Table 5 The summary statistics of estimated uncertainties in irrigation and simulated crop yield

The simulated mean values from the operational framework are comparable with the planning framework with observed values. However, in the operational framework, less amount of irrigation (24.33 cm) was applied compared to the planning framework (35.05 cm). The possible reason might be that the optimizer updates the amount of release on a weekly basis rather including the complete observed flow series. Thus, the operational framework, along with uncertainty information, can better be relied on in the case of decision making.

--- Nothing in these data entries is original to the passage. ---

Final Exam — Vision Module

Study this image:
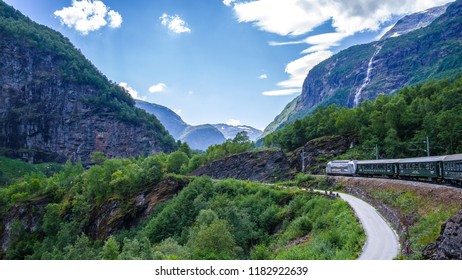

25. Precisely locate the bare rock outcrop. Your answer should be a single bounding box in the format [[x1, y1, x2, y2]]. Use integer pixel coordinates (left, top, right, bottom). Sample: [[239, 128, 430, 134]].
[[423, 210, 462, 260]]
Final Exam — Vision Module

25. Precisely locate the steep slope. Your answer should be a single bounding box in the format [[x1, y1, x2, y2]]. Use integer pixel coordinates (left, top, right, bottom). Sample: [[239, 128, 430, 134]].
[[263, 0, 462, 136], [0, 1, 176, 164], [212, 123, 262, 141], [135, 100, 189, 139], [180, 124, 226, 151], [135, 100, 262, 150], [380, 4, 449, 40]]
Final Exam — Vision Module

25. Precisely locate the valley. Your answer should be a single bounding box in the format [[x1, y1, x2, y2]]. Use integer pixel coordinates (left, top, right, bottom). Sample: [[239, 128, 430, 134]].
[[0, 0, 462, 260]]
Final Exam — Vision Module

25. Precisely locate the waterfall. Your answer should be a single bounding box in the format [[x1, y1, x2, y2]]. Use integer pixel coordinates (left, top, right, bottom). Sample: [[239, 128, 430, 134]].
[[354, 46, 382, 107]]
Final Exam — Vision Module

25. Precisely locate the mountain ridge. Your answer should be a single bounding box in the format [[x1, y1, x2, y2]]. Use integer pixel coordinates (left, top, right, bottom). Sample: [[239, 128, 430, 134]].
[[0, 1, 176, 165], [260, 0, 462, 139], [135, 100, 262, 151]]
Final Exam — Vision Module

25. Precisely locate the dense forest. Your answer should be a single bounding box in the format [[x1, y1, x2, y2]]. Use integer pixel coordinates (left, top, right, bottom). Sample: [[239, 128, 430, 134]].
[[0, 150, 364, 259], [264, 78, 462, 159]]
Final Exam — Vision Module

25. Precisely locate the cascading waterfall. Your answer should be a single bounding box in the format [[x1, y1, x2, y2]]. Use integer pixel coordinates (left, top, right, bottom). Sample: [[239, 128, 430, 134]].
[[354, 45, 382, 107]]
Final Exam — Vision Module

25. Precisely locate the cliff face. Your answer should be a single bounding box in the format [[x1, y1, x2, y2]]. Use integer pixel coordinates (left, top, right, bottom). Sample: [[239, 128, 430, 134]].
[[264, 0, 462, 139], [0, 1, 175, 164], [0, 177, 190, 252]]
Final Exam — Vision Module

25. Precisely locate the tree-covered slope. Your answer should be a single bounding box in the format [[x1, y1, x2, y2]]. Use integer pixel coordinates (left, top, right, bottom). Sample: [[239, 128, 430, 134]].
[[0, 152, 365, 260], [264, 0, 462, 136], [265, 78, 462, 159], [0, 1, 176, 164], [136, 100, 189, 139]]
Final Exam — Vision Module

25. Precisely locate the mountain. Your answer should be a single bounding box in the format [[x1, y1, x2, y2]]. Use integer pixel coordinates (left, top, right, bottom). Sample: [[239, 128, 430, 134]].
[[179, 124, 226, 151], [212, 123, 262, 141], [135, 100, 189, 139], [380, 3, 449, 40], [260, 0, 462, 138], [0, 1, 176, 165], [135, 100, 262, 151]]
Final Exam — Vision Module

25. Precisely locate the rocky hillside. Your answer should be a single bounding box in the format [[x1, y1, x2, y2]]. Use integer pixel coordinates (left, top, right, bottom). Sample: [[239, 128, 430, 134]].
[[0, 1, 176, 164], [135, 100, 189, 140], [423, 210, 462, 260], [0, 177, 190, 252], [192, 150, 293, 182], [263, 0, 462, 139]]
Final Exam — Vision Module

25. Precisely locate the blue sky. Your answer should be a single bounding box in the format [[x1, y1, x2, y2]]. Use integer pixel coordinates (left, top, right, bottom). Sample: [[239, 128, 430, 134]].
[[1, 0, 450, 129]]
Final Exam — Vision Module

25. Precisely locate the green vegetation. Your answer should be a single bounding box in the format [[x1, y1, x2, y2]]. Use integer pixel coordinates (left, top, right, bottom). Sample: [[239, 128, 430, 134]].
[[265, 78, 462, 159], [0, 151, 364, 259], [368, 188, 460, 259], [0, 156, 61, 187], [0, 1, 177, 151]]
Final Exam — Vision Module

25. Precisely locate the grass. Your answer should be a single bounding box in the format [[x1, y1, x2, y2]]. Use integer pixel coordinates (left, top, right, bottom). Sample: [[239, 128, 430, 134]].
[[367, 187, 460, 259]]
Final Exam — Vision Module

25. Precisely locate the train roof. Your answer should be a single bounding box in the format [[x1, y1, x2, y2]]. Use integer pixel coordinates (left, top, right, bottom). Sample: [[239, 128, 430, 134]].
[[358, 159, 399, 164], [329, 159, 351, 163], [443, 154, 462, 161], [398, 156, 447, 163]]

The mean, upper, and lower simulated irrigation releases are presented in Fig. 10 along with the planning framework observed values and historical mean value simulation during the Kharif season, 2005. It is evident from Fig. 10 that immediate weeks after transplantation, and before harvesting stages, the amount of irrigation required was less compared to mid-growth periods as expected. Due to sufficient rainfall during the first four weeks (see Fig. 10f), the operational framework suggested no or very little irrigation (see Fig. 10a–c). The ‘historical mean’ based irrigation schedule applied a significant amount of irrigation (see Fig. 10d), leading to higher total irrigation (46.23 cm) with lower total yield (5590 tons) since the crop does not need that much water during the early stages. In the case of upper simulation (Fig. 10b), higher total yield and area of irrigation could be attributed due to the higher irrigation at 7th and 12th weeks, coinciding with panicle initiation and grain filling stages, respectively.

Fig. 10
figure 10

Uncertainties in estimated irrigation after transplanting during Kharif season between July 07, 2005, to October 13, 2005 a mean inflow simulation, b upper inflow simulation, c lower inflow simulation, [d] historical mean inflow simulation, e observed inflow simulation, [f] observed rainfall (882 mm) for the corresponding period

In the case of the lower simulated values, the less yield might be due to the non-availability of sufficient irrigation during the panicle initiation (7th week) as well as grain filling (12th week) stages. The amount of irrigation follows similar patterns in the case of operational framework, mean simulation and planning framework-observed value simulation. This indicates the comparably better forecast of inflow values by ANN that closely matches with observed values. The quantity of irrigation water triggered by the proposed model is based on the sensitivity of the crop growth stage to the final yield as well as the water available in the reservoir (Soundharajan 2011).

Summary and conclusions

An ANN model was developed to forecast a one-week ahead reservoir inflow. A two-stage ensemble simulation approach was used in ANN to account for input and parameter uncertainty for quantifying the uncertainty in the forecasted inflow values. A simulation–optimization framework was proposed to demonstrate the implications of the forecast uncertainty resulted from ANN models in the decision making (i.e., irrigation water management in this case). Thus, this framework integrated an ANN inflow forecast with reservoir simulation and crop simulation models for deriving the optimal irrigation schedule and area to be irrigated (i.e., operational framework) under water deficit condition. Similarly, observed reservoir inflow data were used (i.e., planning framework) to derive the above decisions for comparison. The data from the Chittar river basin, India, were used to demonstrate the proposed modeling framework. It was found that the performance of the operational framework is better than planning frameworks that support the effectiveness of the proposed framework. ANN model resulted in a forecast error of ± 69% to the mean inflow. However, comparatively a less error of ± 6.5%, ± 13.3%, and ± 4.6% was found in the total yield, total irrigation, and area of irrigation, respectively. The reduction in error was mainly contributed by the optimizer that tries to maximize the production with the reservoir releases irrespective of inflow to the reservoir. The reliability of the proposed approach can be evaluated with upper and lower bounds of simulated values and based on which the decisions can be made.